The Ascent of Money is more of a narrative history of money, chock full of beautiful anecdotes and stories. This is the book to read if you like to imbibe and share knowledge, like how the name "bank" comes from the seats favoured by the Florentine bankers.

Ferguson, who has written a number of other books on economic history and development, explores money in a number of ways that Martin does not. Such as how different ideas of money influenced colonialism and development, and contributed to the creation of institutions, and even whole sectors like insurance.

#3 Golden Fetters: The Gold Standard and the Great Depression by Barry Eichengreen

Some people think that only gold is money. This idea has been unfashionable in much of the economics world since at least the Great Depression, but the allure of gold is strong.

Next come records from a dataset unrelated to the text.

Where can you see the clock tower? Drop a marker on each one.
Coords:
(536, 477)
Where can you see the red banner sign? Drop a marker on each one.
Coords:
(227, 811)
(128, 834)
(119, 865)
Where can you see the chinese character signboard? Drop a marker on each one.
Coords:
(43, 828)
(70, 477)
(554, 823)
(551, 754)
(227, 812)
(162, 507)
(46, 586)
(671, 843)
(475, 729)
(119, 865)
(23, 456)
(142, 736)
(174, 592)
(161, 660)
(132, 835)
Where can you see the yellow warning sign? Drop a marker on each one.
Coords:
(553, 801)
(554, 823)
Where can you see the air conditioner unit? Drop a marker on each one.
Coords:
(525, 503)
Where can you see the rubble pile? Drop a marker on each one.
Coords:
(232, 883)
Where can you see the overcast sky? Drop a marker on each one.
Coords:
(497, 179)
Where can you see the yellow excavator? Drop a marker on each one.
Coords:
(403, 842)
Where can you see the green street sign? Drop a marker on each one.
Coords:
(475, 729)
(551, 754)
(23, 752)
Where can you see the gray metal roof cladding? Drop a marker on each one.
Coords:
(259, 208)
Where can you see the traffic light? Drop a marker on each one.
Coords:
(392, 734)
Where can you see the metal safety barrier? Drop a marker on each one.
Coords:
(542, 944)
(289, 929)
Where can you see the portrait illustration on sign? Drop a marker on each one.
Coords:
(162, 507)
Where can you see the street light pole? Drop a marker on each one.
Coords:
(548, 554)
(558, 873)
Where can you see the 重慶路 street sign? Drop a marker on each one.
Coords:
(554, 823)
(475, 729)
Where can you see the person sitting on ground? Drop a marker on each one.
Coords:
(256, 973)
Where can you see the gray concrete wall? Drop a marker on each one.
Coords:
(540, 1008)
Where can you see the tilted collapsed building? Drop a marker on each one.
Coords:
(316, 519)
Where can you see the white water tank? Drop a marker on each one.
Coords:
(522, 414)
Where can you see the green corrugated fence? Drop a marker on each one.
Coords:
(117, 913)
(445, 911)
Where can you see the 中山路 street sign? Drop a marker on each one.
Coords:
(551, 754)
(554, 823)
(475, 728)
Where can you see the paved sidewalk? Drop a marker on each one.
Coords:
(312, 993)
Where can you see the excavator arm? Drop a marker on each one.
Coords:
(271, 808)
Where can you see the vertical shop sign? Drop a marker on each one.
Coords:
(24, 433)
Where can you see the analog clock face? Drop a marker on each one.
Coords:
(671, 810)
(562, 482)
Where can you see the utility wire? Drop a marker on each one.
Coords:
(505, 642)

Eichengreen's book is a reassessment of the period leading up to the Great Depression, looking specifically at gold's fundamental role in the economic calamity that ensued. It may not sway ardent gold bugs, but it provides great context on money and the way many central bankers behave in crises today.

#4 Lords of Finance: The Bankers Who Broke the World by Liaquat Ahamed

Speaking of central bankers, Lords of Finance offers great insight into how their thoughts and actions impact the cash in your pocket. Told through the eyes of four central bankers, it details how the ideology and missteps of a few led to the Great Depression.

At minimum, Lords of Finance underlines how a few have incredible power over the value of our money. But it also highlights the influence of orthodoxy and predictions. If money is a social technology, these guys set the ground rules.

#5 Digital Gold: The Untold Story of Bitcoin by Nathaniel Popper

All of the books until now were released before the rise of bitcoin and other cryptocurrencies. If nothing else, these new currencies have solved one of the biggest roadblocks to digital currency — the double spend problem. They have also somewhat proved the thesis of many of the others on this list - money has little to do with official sanction, more with fulfilling certain requirements.

But at its heart, Digital Gold is the story of the creation of an entirely new form money. As Martin and Ferguson point out, this is something that has happened over and over. But it is absolutely fascinating to watch in real time, and this book is a good primer.